GEÇTİĞİMİZ Cuma Günü Kara Kuvvetleri Komutanlığı devir teslim töreninde söylenenler sürpriz denebilecek kadar sert sözlerdi.
Hem Genel Kurmay Başkanlığı’na atanan Orgeneral Yaşar Büyükanıt, hem de Kara Kuvvetleri Komutanlığı’nı devrettiği Orgeneral İlker Başbuğ, bir süredir askerin içine girdiği suskunluğu da, bu törende bozmuş oldular.
Töreni izlerken ertesi gün gazetelerin bu konuşmaları manşet yapacaklarını düşünüyor, bazı gazeteciler gibi ben de, hangi sözlerin öne çıkarılacağını tahmin etmeye çalışıyordum. Ancak Cumhurbaşkanı Ahmet Necdet Sezer’in tören sonrası, resepsiyonda verdiği "Lübnan’a asker gönderilmesine karşıyım" demeci, törendeki konuşmaların önüne geçti ve manşeti kaptı.
Bugün ise Genel Kurmay Başkanlığı devir teslim töreni yapılacak. Aynı çizgi bu törende de devam edecek mi, hangi mesajlar pekiştirilecek, göreceğiz.

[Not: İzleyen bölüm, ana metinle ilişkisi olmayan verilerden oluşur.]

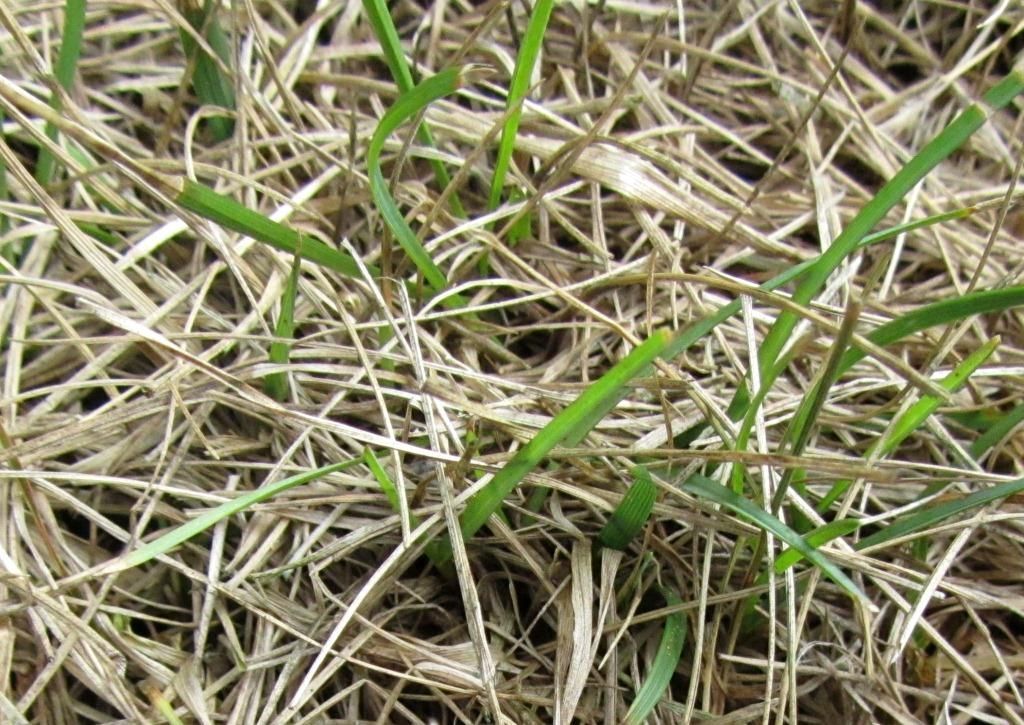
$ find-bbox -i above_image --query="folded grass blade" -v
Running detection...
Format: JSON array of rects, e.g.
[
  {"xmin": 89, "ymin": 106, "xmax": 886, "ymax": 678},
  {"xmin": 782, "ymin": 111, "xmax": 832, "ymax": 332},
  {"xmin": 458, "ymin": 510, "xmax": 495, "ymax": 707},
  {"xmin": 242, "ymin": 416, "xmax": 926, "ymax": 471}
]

Çarşamba akşamı ise, her zaman kritik konuşmalara sahne olmuş, manşetlere oturmuş, 30 Ağustos Zaferi için Orduevi’nde verilecek resepsiyon var.
Cuma günkü konuşmalar, bizce, askerin önümüzdeki dönem tavrının, tahmin ettiğimizden daha sert olacağını gösteriyor. Oturulan koltuklar, alınan sorumluluklar doğal olarak söylemi de değiştirir. Bu nedenle Genelkurmay Başkanlığı’na gelen Büyükanıt’ın eskisi kadar sert bir izlenim vereceğini tahmin etmiyoruz. Dolayısıyla 2 yıl sonra Genelkurmay Başkanlığı’na gelmesi beklenen yeni Kara Kuvvetleri Komutanı Başbuğ, daha önce Büyükanıt’ın takındığına yakın bir tutum alabilir. Biliyoruz ki TSK bir kurum ve ona göre davranılıyor.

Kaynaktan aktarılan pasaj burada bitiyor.